Oral surgery (Proceedings)

Article

Healing of oral surgery is similar to wound healing elsewhere in the body. However, there are modifying factors within the oral cavity that affect healing.

Healing of oral surgery is similar to wound healing elsewhere in the body. However, there are modifying factors within the oral cavity that affect healing. The following factors all play a role in the healing process: the unique biochemical and anatomical function of the bones of the face and jaw; the protruding teeth; specialized tissue such as the gingiva; the constant exposure to contamination; and the specialized medium of saliva, food, and foreign material. Although these factors might retard healing in other areas of the body, healing in the oral cavity usually progresses rapidly, the major reason being the abundant vascular supply and antibody rich saliva.

Before attempting to perform oral surgery, it is important to have complete command of the oral anatomy. Some common principles that are critical in the success of oral surgery are: 1.) gingiva does not have elasticity but mucosa is very elastic, therefore it is important in planning oral surgery to extend the incisions beyond the mucogingival line to take advantage of elasticity for tension-free wound closure; 2.) create incision lines with rounded corners to avoid avascularity; 3.) allow for deep tissue "bites" when suturing oral tissue; 4.) avoid tension on the suture line; 5.) plan the incision so closure of soft tissue is not over a bony void; 6.) use suture needles that do not cut or tear the tissue; 7.) use surgical technique to prevent cutting of soft tissue during closure by "suture drag"; 8.) when suturing in the oral cavity always try to begin with the unattached tissue and advance toward the attached tissue.

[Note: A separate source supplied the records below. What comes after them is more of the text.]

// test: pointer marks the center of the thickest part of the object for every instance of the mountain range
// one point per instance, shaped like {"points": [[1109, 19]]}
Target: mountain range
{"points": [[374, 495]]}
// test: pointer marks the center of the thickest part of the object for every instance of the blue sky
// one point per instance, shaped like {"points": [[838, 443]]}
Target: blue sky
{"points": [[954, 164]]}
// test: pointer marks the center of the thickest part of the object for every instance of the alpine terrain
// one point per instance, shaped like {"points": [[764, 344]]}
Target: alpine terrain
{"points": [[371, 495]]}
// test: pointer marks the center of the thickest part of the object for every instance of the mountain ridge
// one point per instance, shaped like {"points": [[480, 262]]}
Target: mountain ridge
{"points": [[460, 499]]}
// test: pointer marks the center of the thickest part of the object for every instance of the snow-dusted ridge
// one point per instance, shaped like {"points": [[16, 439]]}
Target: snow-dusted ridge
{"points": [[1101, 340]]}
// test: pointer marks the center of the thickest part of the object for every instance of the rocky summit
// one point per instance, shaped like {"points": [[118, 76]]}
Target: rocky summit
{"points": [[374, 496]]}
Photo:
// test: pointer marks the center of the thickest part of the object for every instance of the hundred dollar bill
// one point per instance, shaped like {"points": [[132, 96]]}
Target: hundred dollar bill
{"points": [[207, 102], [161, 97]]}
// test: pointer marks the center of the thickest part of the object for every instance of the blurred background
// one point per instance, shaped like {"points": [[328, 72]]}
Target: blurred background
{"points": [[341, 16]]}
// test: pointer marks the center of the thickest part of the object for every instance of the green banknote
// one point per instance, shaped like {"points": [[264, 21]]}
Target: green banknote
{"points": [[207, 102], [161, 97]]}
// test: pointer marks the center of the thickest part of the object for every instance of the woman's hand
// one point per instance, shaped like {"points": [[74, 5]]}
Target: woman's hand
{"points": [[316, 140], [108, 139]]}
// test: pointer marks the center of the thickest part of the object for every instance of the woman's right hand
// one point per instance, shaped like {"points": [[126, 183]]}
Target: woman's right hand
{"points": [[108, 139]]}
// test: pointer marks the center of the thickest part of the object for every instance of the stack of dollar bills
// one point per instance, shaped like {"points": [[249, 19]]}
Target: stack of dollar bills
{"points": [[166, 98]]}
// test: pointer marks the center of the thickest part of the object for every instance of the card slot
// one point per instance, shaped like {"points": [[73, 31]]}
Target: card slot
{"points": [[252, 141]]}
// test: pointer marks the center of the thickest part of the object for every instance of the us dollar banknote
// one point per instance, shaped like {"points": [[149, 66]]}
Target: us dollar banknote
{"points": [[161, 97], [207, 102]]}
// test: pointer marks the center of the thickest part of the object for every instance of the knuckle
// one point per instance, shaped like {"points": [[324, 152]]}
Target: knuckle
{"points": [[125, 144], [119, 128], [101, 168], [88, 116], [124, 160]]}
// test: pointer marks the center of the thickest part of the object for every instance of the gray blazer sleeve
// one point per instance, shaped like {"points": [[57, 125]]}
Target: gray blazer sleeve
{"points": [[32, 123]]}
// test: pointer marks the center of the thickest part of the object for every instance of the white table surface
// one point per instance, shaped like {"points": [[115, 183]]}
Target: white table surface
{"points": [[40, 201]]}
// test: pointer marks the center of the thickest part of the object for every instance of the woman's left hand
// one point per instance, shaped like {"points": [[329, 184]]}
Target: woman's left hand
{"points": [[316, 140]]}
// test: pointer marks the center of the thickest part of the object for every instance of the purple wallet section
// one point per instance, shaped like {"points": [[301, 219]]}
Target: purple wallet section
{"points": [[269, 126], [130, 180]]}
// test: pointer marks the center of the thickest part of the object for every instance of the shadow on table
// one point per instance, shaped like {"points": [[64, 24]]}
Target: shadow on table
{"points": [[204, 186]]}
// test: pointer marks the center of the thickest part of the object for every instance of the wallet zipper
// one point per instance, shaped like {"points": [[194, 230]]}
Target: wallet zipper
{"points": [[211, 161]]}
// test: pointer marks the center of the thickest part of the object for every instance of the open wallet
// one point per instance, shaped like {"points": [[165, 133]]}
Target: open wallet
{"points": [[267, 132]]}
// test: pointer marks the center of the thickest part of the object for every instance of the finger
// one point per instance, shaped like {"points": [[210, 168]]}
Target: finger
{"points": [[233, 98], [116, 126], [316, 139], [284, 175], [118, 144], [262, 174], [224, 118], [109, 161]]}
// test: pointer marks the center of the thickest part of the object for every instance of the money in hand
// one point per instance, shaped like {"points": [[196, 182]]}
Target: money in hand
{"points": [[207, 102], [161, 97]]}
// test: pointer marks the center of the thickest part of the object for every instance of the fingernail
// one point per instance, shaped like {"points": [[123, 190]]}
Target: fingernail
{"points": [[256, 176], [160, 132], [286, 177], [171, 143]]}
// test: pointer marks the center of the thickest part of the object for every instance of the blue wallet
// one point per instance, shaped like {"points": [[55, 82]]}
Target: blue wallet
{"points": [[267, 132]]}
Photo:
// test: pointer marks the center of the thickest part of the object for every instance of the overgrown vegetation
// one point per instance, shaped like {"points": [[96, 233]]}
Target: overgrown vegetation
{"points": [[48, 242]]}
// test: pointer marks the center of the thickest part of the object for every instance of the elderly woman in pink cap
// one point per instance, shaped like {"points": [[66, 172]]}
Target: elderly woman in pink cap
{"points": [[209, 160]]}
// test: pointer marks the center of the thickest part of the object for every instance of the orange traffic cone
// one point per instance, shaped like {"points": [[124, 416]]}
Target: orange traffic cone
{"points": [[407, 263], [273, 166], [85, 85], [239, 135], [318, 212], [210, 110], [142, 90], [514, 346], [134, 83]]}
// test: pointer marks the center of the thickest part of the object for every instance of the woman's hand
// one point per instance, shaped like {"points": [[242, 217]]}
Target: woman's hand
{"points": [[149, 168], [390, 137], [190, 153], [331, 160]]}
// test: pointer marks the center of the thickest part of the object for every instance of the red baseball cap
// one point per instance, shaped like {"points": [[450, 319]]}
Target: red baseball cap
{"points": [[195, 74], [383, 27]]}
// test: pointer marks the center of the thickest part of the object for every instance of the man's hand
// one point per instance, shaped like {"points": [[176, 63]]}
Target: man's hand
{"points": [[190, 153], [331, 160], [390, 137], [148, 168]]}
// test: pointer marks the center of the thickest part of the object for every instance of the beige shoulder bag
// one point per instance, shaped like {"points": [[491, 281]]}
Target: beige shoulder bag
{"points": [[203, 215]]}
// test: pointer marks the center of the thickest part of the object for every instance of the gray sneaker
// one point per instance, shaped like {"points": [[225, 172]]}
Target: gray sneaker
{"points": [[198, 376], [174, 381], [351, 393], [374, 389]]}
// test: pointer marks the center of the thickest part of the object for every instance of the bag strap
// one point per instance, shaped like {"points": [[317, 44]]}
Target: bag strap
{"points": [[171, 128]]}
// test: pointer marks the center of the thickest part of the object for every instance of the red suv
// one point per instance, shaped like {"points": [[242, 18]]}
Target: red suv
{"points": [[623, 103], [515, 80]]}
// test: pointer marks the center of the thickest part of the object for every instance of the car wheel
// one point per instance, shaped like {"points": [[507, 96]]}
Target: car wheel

Wound healing for most healthy oral soft tissue will occur within 5 to 7 days. The suture of choice for healthy oral soft tissue is chromic gut in a 5/0 to 3/0 size when suture removal is to be avoided. Maxon, Vicryl or Dexon will require 2 to 3 weeks to absorb in the mouth and is the suture of choice when delayed healing is anticipated. The most common suture pattern used is a simple interrupted pattern, but a vertical mattress is a good pattern when extra tissue holding strength is required. Non-absorbable sutures may be used intraorally but often require patient sedation or anesthesia for removal.

Simple flap design

Simple flaps are usually used for single tooth surgical extractions, gingival repositioning, surgical endodontics or small mass excisions. The flap configuration includes a horizontal incision with a single or double vertical releasing incision. In the case of surgical endodontic exposure, the releasing incision arms of the flap may join the horizontal incision to form a U or C shape. The vertical releasing incision gives the flap elasticity from the mucosa, therefore, any flap that requires transposition must have a vertical release into the mucosa. If bony voids will be created with extraction or en bloc removal of a mass, the flap should be planned so the closure of the soft tissue is not suspended over the bony void but instead is supporting the incision. Other uses for U or C shaped flaps is in palatal defect surgery. The elasticity of the soft palate allows for caudally based advancement flap planning.

Double flap design

The double flap is often used to correct palatal defects. A common use for double flap is the correction an oronasal fistula. A segment of palate is inverted and sutured to a rim of buccal gingiva adjacent to the fistula. The buccal gingiva dorsal to the rim of gingiva is released by a double vertical incision beyond the mucogingival line and well into the mucosa. The vertical incisions are usually slightly divergent. The flap is undermined with a periosteal elevator until it has gained elasticity to allow coverage of the fistula and the palatal defect produced by the first flap. The double flap technique is usually reserved for oronasal fistula that have had previous closure failures.

Repositioning flap design

Repositioned flaps are often used to treat periodontal disease or increase crown length. Flaps can be constructed to be simply replaced back at the original attachment or positioned in a more coronal or apical position. Flaps that are simply replaced are often used to access deep periodontal pockets, debride diseased gingiva and prepare a gingival margin with healthy tissue. One commonly used periodontal technique employed for this is ENAP(excised new attachment procedure). Apically repositioned flaps are used to expose more root for crown lengthening or to reduce a void created by a subgingival slab fracture. The flap is made and the horizontal margin is elevated to the mucosa. The area is treated and the flap is repositioned in an apical direction. Coronally repositioned flaps are prepared in a similar method but are repositioned, due to the elasticity of the mucosa, more coronally on the tooth. These flaps are often used in the treatment of furcation exposures. It is important that the vertical releasing incisions for repositioned flaps be perfectly parallel to prevent voids from occurring during closure.

Frenectomy

A mandibular frenoplasty is indicated when the morphology of the frenulum causes disease to the soft or hard tissue surrounding the mandibular teeth or if the normal flow of saliva is inhibited. The goal is to improve the natural self-cleaning mechanism of the oral cavity. The technique is performed by horizontally incising the attachment of the frenulum to the mandibular gingiva near the first premolar tooth. The incision is extended to cause relaxation to the tension of the muscular attachments. The incision is closed with an absorbable simple interrupted suture to appose the mesial and distal edges.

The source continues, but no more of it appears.